The Mets' Juan Soto singles during the sixth inning against...

The Mets' Juan Soto singles during the sixth inning against the Philadelphia Phillies at Citi Field on Saturday. Credit: Jim McIsaac

There’s the way things were supposed to be and the way they are. That gap often is wide when it comes to the Mets. It’s especially true in this season — Juan Soto’s second in Queens — as things have gone so far off course that the club almost certainly will not be able to find its way back.

The Mets are supposed to be a playoff-bound $380 million behemoth with Soto — a superstar in his prime — the unstoppable force and key to the lineup. That’s not exactly what we’re getting.

Instead, the Mets are in the NL East basement and 13 games under .500 after snapping their seven-game losing streak with a 6-2 win over Philadelphia before 37,338 at Citi Field on Saturday.

And Soto? He is still a superstar in his prime, but he’s the lone standout for an offense that ranks among the worst in baseball, scoring a hair over four runs per game.

Soto was 2-for-3 on Saturday with a run-scoring triple, a single and a walk. His slash line reads .299/.399/.567.

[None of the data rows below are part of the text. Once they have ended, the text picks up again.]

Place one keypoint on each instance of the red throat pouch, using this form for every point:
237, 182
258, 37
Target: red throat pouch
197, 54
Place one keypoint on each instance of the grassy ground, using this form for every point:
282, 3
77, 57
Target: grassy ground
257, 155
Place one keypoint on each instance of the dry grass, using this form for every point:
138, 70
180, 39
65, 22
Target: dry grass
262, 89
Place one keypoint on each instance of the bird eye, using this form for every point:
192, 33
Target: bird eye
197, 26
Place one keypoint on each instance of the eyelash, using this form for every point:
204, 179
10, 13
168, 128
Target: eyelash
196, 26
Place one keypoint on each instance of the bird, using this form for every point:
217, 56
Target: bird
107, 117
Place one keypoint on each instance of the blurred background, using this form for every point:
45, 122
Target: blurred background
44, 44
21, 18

Statistically — and there are always outliers — a player is most productive in his age 26-30 seasons. This is the second of Soto’s prime years, and the second in which a great individual season is going to waste.

Asked if all the dialogue about the team not meeting expectations is obscuring people’s view of Soto’s great season, Mets interim manager Andy Green replied: “It’s a spectacular season. He’s the best player in baseball. It’s special what he does in the batter’s box ... Every at-bat from him is just must-watch TV because he’s just that good.”

The 2025 Mets had the best record in baseball on June 12 (45-24) and then cratered to miss out on the postseason. Soto finished with 43 home runs, 105 RBIs and a league-leading 38 stolen bases and finished third in the NL MVP voting.

Barring some sort of fantastic turnaround for this roster of injury-plagued and underperforming players (or both), the Mets will head home at the end of September while MVP votes for their superstar roll in.

Entering play Saturday, Soto ranked third in the National League in OPS (.950) and second in slugging percentage (.557).

At the end of Friday, which began with the dismissal of manager Carlos Mendoza and ended with a 2-1 loss to the Phillies, Soto searched for an answer when asked why a team with so much talent doesn’t win and replied, “I feel like it’s tough ... We just haven’t been coming through in big situations, and that’s kind of the way the game goes. You’ve got to come through in the right moment, the right time.”

He also said: “I would say we’re all trying hard to win ballgames. At the end of the day, this is what they pay us for: to win ballgames out there, to help the team to go to the playoffs and get a championship for the city.”

That’s exactly what Mets owners Steve and Alex Cohen, along with the entire organization, were looking for when they ran a virtual campaign to land Soto when he became a free agent after helping the Yankees reach the 2024 World Series. They felt that the organization’s best chance to fulfill the aspiration of being a sustainable contender was to have Soto playing his best seasons in Queens.

That their record 15-year offer for $765 million was just a shade better than the Yankees’ of 16 years at $760 million didn’t hurt, either.

The interesting and odd thing is that the Mets’ vision for the near future was precisely what Soto said his was after he signed. He made it sound as if he assessed the landscape and felt the Mets had the brightest outlook among his suitors — including the Yankees.

“The Mets are a great organization, and what they’ve done in the past couple of years — showing the ability to keep winning, to keep growing a team, to try to grow a dynasty — it was one of the most important things to me,” Soto said at his introductory news conference. “What I was seeing from the other side was unbelievable. The past and the future this team has, it went a lot into my decision.”

Soto has been the player the Mets sought. They haven’t been the organization he was seeking. In retrospect, his description of the Mets more fits the Yankees’ organization.

The Mets’ 2025 implosion left them home while the Yankees were in the playoffs. As of Saturday, FanGraphs.com gave the Mets a 4.3% chance of making the postseason while the Yankees had a 98.9% chance and an AL-best 27.9% chance of reaching the World Series.

The Mets and Soto are going to have 13 more seasons together when this one is over. It would be a shame to let any more great Soto seasons go to waste.